In the years before Duan suddenly disappeared, she and her former husband, Desmond Shum, were among China's elite class. The couple was involved in several large developments in Beijing including the Beijing Airport Cargo Terminal and the Bulgari Hotel, according to Time.
In 2015, a couple of years after their marriage broke down, Shum himself left China out of concern for the "authoritarian turn" the country was taking under Xi Jinping, Time reported.

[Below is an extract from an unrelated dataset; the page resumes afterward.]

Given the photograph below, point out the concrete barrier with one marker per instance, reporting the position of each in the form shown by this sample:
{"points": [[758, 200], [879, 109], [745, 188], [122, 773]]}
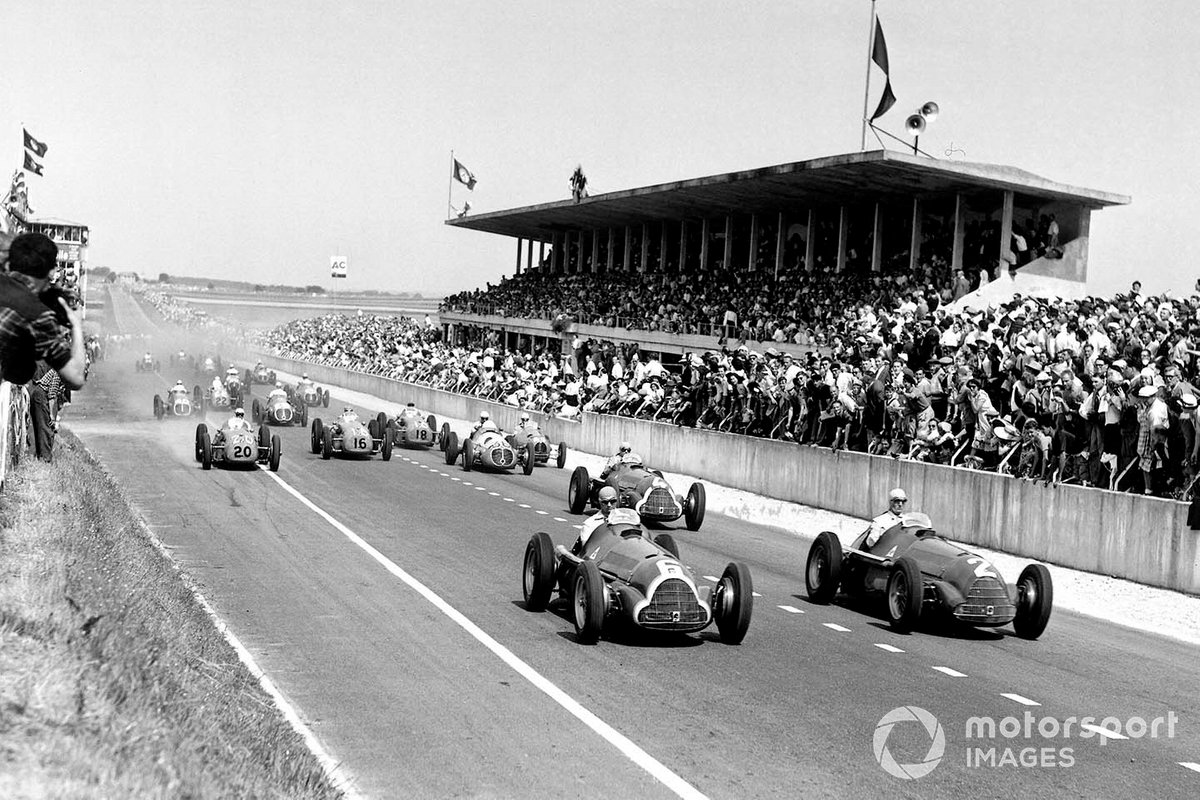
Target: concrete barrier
{"points": [[1123, 535]]}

Duan disappeared in 2017 and it took him four years to get in contact with her again.
After he spoke to her again, Shum told Time that "she said she had no news of the outside world over the last four years. She said, 'They have been lenient to me, they didn't treat me that badly."
He also said that Duan pleaded with him not to publish his recent book "Red Roulette: An Insider's Story of Wealth, Power, Corruption, and Vengeance in Today's China," which details corruption in the Chinese Communist Party.
Shum told Time, "she asked me to stop the book launch, saying, 'How would you feel if something happened to our son? And what would happen to our son if something happened to me?' I took that to be a threat."
Jack Ma, e-commerce mogul, disappeared in 2020 after criticizing the Chinese financial industry.
The high-profile Chinese entrepreneur behind e-commerce giants like Alibaba and Ant Group is regarded as something of a celebrity in China and was once the richest man in Asia. At his peak in 2020 he had a fortune of close to $61 billion.
That October, though, as Ant Group was gearing up for an IPO, Ma criticized the Chinese financial industry in a speech he gave in Shanghai. The speech prompted authorities to impose new regulations halting the IPO and Ma suddenly disappeared from public view.
He's kept a pretty low profile since, resurfacing over the years in locations like Spain, Thailand, and reportedly spent several months in 2022 living in Japan. In May, Ma made a rare public appearance in China, visiting a school founded by Alibaba partners in the city of Hangzhou, according to Aljazeera.
His wealth has taken a hit, too, over the years, as his companies struggled during the pandemic. He's now worth close to $30 billion, according to Bloomberg.